Let $f : [a, b] \to \Bbb R$ be $n$ times differentiable and have $n+1$ distinct roots (i.e. solutions of $f(x) = 0$) in $[a,b]$. Show that there is an $x \in [a, b]$ s. t. the $n^{\text{th}}$ derivative of $f$ has a root in $[a,b]$.
I know that you need to use Rolle's Theorem for this problem. Do I prove by induction? So for the base case $(n=1)$ then $f$ has $2$ distinct roots, then by Rolle's Theorem $f'(x)$ must have a root? How would I do the inductive case?

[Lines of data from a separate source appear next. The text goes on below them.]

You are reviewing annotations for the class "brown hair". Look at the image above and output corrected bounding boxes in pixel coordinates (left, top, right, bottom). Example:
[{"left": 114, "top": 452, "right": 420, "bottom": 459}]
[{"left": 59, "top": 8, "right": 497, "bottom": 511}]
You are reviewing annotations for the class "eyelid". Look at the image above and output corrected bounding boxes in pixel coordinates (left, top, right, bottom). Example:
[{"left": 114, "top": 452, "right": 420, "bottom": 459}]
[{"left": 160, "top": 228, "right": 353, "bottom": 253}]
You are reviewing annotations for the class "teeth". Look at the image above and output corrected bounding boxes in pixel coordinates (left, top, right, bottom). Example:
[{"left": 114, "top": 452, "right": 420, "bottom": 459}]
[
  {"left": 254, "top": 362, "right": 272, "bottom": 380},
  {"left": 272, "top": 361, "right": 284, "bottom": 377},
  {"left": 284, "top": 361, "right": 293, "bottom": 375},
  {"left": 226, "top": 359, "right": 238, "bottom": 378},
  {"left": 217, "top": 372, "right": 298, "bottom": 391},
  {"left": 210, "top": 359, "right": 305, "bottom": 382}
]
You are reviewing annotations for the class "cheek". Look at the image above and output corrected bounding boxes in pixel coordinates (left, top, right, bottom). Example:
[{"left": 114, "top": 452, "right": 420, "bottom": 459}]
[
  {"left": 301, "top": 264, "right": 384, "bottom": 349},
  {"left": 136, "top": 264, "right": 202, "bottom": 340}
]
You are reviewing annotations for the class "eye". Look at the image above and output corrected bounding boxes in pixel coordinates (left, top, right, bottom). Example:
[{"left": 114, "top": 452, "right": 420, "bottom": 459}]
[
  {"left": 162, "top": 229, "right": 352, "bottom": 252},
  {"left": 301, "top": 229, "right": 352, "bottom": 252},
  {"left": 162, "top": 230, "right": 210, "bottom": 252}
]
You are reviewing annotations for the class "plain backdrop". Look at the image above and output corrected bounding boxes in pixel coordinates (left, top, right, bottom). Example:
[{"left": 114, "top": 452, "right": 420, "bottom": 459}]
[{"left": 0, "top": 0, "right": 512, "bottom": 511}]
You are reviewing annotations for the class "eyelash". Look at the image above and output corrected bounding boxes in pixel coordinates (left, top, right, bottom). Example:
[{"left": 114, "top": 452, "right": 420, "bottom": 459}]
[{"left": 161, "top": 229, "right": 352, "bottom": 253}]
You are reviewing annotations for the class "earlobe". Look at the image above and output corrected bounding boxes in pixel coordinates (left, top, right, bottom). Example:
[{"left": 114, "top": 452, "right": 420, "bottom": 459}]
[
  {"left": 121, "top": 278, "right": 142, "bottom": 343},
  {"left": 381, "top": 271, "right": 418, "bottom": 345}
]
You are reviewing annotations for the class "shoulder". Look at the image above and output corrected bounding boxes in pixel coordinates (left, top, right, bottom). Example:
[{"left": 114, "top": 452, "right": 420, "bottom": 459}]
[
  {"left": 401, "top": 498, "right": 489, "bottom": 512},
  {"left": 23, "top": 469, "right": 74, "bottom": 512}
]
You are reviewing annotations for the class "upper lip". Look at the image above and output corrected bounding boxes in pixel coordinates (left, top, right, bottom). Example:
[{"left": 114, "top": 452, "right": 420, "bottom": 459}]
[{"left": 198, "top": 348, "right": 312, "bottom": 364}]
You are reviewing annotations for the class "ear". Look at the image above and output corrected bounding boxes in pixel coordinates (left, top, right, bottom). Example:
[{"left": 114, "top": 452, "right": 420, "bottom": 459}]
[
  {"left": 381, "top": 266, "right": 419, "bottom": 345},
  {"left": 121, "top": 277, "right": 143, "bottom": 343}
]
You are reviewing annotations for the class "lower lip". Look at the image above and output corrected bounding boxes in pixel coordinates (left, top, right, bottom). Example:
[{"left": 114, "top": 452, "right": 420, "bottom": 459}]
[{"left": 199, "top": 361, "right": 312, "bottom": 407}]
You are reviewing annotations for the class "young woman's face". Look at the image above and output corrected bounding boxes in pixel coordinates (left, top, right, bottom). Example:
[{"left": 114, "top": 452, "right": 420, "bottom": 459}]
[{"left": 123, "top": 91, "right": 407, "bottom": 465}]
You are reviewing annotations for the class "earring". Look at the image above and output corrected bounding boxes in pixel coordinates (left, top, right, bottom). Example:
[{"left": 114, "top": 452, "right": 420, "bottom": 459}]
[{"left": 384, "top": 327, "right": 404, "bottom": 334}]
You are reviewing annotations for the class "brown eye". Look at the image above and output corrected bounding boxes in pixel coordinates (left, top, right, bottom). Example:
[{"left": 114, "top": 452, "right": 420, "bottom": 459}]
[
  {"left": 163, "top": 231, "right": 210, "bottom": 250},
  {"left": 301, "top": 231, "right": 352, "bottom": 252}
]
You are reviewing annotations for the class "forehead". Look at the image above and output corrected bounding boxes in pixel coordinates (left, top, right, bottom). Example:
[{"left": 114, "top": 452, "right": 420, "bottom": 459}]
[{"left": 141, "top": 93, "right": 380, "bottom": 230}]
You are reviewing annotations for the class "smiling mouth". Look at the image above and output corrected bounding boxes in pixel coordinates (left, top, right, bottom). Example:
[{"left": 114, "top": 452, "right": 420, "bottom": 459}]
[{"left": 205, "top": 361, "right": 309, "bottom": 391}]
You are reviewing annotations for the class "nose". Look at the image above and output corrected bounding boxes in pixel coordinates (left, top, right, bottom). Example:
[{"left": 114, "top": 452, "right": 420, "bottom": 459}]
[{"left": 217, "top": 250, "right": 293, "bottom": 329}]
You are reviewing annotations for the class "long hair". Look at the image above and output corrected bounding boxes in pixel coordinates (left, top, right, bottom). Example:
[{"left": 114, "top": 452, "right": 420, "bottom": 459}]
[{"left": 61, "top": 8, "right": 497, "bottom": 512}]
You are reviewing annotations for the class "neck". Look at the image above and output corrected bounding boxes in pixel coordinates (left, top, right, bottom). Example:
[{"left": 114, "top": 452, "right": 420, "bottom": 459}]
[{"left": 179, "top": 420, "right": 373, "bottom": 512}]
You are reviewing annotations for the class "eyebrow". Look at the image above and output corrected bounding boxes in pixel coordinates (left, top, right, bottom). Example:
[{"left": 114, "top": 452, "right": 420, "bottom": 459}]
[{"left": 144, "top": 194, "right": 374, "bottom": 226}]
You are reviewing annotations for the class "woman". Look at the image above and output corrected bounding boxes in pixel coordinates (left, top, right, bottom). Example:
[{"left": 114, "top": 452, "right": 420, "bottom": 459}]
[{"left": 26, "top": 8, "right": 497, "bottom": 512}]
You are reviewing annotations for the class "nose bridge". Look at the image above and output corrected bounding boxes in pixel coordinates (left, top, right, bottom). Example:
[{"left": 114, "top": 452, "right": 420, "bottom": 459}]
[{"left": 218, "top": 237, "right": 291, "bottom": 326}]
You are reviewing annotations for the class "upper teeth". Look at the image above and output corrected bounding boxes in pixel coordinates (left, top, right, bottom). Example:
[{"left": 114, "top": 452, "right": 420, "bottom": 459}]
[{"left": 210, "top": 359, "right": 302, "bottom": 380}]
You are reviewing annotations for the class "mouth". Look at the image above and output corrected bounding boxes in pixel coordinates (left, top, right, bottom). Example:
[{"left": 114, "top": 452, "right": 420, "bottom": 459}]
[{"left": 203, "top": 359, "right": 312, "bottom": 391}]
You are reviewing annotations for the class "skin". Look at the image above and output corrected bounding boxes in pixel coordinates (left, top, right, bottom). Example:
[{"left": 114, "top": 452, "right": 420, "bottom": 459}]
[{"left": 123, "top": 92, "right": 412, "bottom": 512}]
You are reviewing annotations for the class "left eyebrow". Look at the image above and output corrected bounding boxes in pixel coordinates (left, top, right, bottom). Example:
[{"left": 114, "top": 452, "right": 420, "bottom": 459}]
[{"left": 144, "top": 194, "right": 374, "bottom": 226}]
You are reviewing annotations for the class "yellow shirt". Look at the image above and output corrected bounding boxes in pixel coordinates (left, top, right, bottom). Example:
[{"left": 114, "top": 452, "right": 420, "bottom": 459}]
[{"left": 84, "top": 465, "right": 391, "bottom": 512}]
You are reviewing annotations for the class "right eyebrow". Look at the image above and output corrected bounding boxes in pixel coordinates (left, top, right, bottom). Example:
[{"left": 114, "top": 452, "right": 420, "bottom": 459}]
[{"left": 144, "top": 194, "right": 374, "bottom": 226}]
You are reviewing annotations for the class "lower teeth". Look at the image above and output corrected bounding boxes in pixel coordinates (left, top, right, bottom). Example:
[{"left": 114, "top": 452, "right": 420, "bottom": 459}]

Thanks
Between each of the $n$ pairs of neighbouring roots, there is an $x$ such that $f'(x)=0$. Hence there are at least $n$ values of $x$ that $f'(x) = 0$. By inductive assumption, the $(n-1)$th derivative of $f'(x)$ has a root in $[a,b]$.
Suppose $f$ is $n$ times differentiable and has $n+1$ distinct roots in $[a,b]$. Then, by Rolle's theorem, between each consecutive root there must be a point where $f'$ is $0$. Therefore, $f'$ is an $n-1$ times differentiable function with $n$ distinct roots in $[a,b]$.